Starting with employees, make a list of all audiences that will need to be informed about any significant changes made in light of the pandemic. It’s likely that these diverse groups will require different communication journeys, or campaigns, throughout the pandemic, so it’s advantageous to give yourself a bird’s-eye view.
Develop a dedicated crisis taskforce to establish who is responsible for company-wide communication and processes. If you already have a taskforce in place, make sure all members are able to respond quickly when decisions have to be made. Everyone on the team should follow updates in real time and check in regularly.

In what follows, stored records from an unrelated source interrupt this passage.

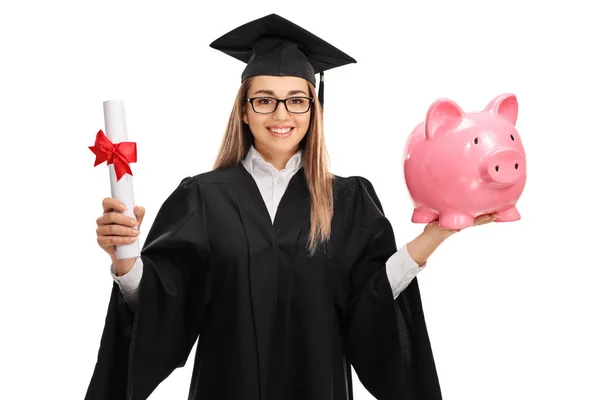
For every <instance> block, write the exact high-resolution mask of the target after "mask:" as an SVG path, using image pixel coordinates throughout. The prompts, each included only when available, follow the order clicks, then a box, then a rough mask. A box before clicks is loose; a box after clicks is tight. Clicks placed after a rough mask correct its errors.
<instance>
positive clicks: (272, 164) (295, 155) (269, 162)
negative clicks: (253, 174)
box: [243, 145, 302, 174]
mask: <svg viewBox="0 0 600 400" xmlns="http://www.w3.org/2000/svg"><path fill="white" fill-rule="evenodd" d="M243 163H244V166H245V167H246V169H247V170H248V172H250V173H251V174H252V171H253V170H254V167H255V166H259V167H260V166H262V167H266V168H269V167H270V168H271V170H275V167H274V166H273V164H271V163H270V162H268V161H266V160H265V159H264V157H263V156H262V154H260V153H259V152H258V150H256V148H255V147H254V145H251V146H250V149H249V150H248V154H247V155H246V157H245V158H244V160H243ZM301 167H302V149H299V150H298V151H297V152H296V154H294V155H293V156H292V157H291V158H290V159H289V160H288V162H287V163H286V165H285V169H286V170H292V171H293V172H296V171H297V170H299V169H300V168H301Z"/></svg>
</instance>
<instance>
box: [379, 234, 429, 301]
mask: <svg viewBox="0 0 600 400" xmlns="http://www.w3.org/2000/svg"><path fill="white" fill-rule="evenodd" d="M426 265H427V263H425V264H423V265H422V266H421V267H419V264H417V262H416V261H415V260H413V258H412V257H411V256H410V254H408V250H407V249H406V245H404V246H403V247H402V248H401V249H399V250H398V251H397V252H395V253H394V254H392V256H391V257H390V258H389V259H388V261H387V263H386V265H385V270H386V273H387V277H388V279H389V281H390V286H391V287H392V293H393V294H394V300H395V299H396V298H397V297H398V296H399V295H400V293H401V292H402V291H403V290H404V289H406V287H407V286H408V285H409V284H410V282H411V281H412V280H413V278H414V277H415V276H417V274H418V273H419V272H421V271H422V270H423V268H425V266H426Z"/></svg>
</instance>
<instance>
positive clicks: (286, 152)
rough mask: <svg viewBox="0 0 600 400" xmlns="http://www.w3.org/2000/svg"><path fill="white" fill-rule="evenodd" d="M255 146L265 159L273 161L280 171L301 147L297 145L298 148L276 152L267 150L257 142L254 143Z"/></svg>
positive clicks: (273, 162) (269, 161)
mask: <svg viewBox="0 0 600 400" xmlns="http://www.w3.org/2000/svg"><path fill="white" fill-rule="evenodd" d="M254 148H255V149H256V151H258V152H259V153H260V155H261V156H263V158H264V159H265V161H267V162H268V163H271V164H272V165H273V166H274V167H275V168H277V170H278V171H281V170H282V169H284V168H285V166H286V164H287V162H288V161H289V160H290V158H292V156H293V155H294V154H296V152H297V151H298V149H299V147H298V146H296V148H295V149H294V150H292V151H290V152H286V153H275V152H272V151H268V150H265V149H263V148H262V147H261V146H260V145H257V144H254Z"/></svg>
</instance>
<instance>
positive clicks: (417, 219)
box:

c. Communication strategy:
To bring it all together, create a master list of all your intended crisis communications recipient groups, the messages you are sending to each, and the date of send. To do this, you can leverage anything from a spreadsheet to a change communications solution. Compiling this information will allow you to track communications throughout the pandemic, and act quickly when complex messages need to be sent out en masse, or edited on the fly. If the organization needs to halt production or reduce head count, what will you say, and to whom? If an uptick in virus cases forces a tighter shutdown, what information will be relayed first? Avoid speculation in messaging, but lean toward transparency and clarity during moments of change. Outlining communications for these events ahead of time and tracking it all in a centralized location can give you a huge boost in keeping your organization informed and connected.
Although staying optimistic is a must, the threat of a second wave is one to be taken seriously. And, time spent preparing for another crisis will not be time wasted; even in the absence of a second wave, the fallout from the initial crisis could manifest in any number of ways, which can test the readiness of your organization. The best we can do is plan for the possible scenarios, prepare our teams, plot out communications, and be measured in our crisis management. As we continue to rethink the workplace, and excavate the future of productivity, keep in mind that we’ll need to first make it through this ongoing crisis. If a fifth phase of communications becomes necessary, make sure your organization leverages what they’ve learned to ensure a safe and productive future for your employees.